第7話「そういえば荷物。計画転生とか言う名の恥晒し」
異世界に転生し、新しく可愛らしい友人を得た俺。
家に着いた頃にはすっかり遅くなっていた。
「お帰りゴールド。ずいぶん楽しそうね?何かあったの?」
俺の母親?らしい美女が聞いてくる。
「母様。お友達が出来ました。あと父様は?」
憧れの貴族風呼びをしつつ聞く。
「お父さんは村の警備よ。忘れちゃった?それとも難しい?お仕事よ」
まだガキだから呆れられても仕方無いか、そもそも忘れたと言うか知らんわ、と心の中でツッコミをいれつつ適当に返事をする。
さっそく部屋に戻った俺は確認をする。
まず部屋に置かれた本をみる。
ミルも本を持っていたしこの世界では本はそこまで貴重ではないようだ。
それこそ貴族しか手の出せない代物だったり図書館に厳重に保管されているイメージだったが。
初級魔法、ガルネク冒険譚、鬼の童話。
後半二つは興味を引かれないので取り敢えず初級魔法の本を読む。
ファイア、サンダー、アクア、ウィンド、アース。
どれもいかにも初級らしい魔法が並ぶ。
「えーっと詠唱詠唱。火よ宿れ。我が魔力に、ファイア。ってあってんのかな?そもそも使えんのか?」
その瞬間手のひらに小さな火が灯る。
「えっ……もしかして使えた?俺天才スギィ!!マジで女神様に感謝!!!」
んっ?女神?何か忘れていた事に気づく。
「俺の荷物何処だあの糞女神!!!!てか計画転生とは??完全に騙されてるじゃん!!!これじゃただの転生じゃねぇかよ!!!」
こうして模範的テンプレ転生物語は始まるのであった。
「はぁ……なんてこった。じーざすだよ」
料理無双、お楽しみのコーラ、エアガン。どれも楽しみにしていただけあって絶望の色は深かった。

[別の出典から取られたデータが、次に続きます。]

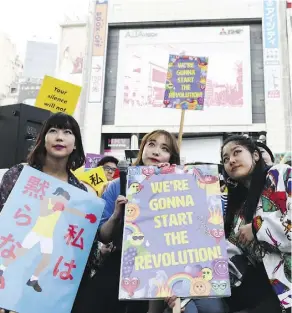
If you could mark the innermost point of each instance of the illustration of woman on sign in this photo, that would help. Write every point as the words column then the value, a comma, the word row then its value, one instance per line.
column 42, row 232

「しゃあないね。なら魔法だよ!ファンタジーなんだ!!てかもうファイア使えるんだしこの調子ならいけんじゃね?」
ファイアと唱える
使えない。もう一度唱える……あれ?使えない。
「はっ?……なんで?……あっそうか、詠唱!!火よ宿れ我が魔力に!!ファイア!」
ボゥ!!少し強めの火が吹き出す。火力は3歳レベルだが。
どうやら詠唱は必要なようだ。
才能か修練不足か?まぁ後者なら問題ない。それと他の属性な魔法も試さないと。
ウォーター、ウィンド、サンダー、アースと次々と初級魔法を唱えていく俺。
各属性の魔法の詠唱を唱えて魔法を使う。
使えた。どうやら才能はあるようだ。元の肉体じゃないしね。
こうして初日で初級魔法をマスターするのであった。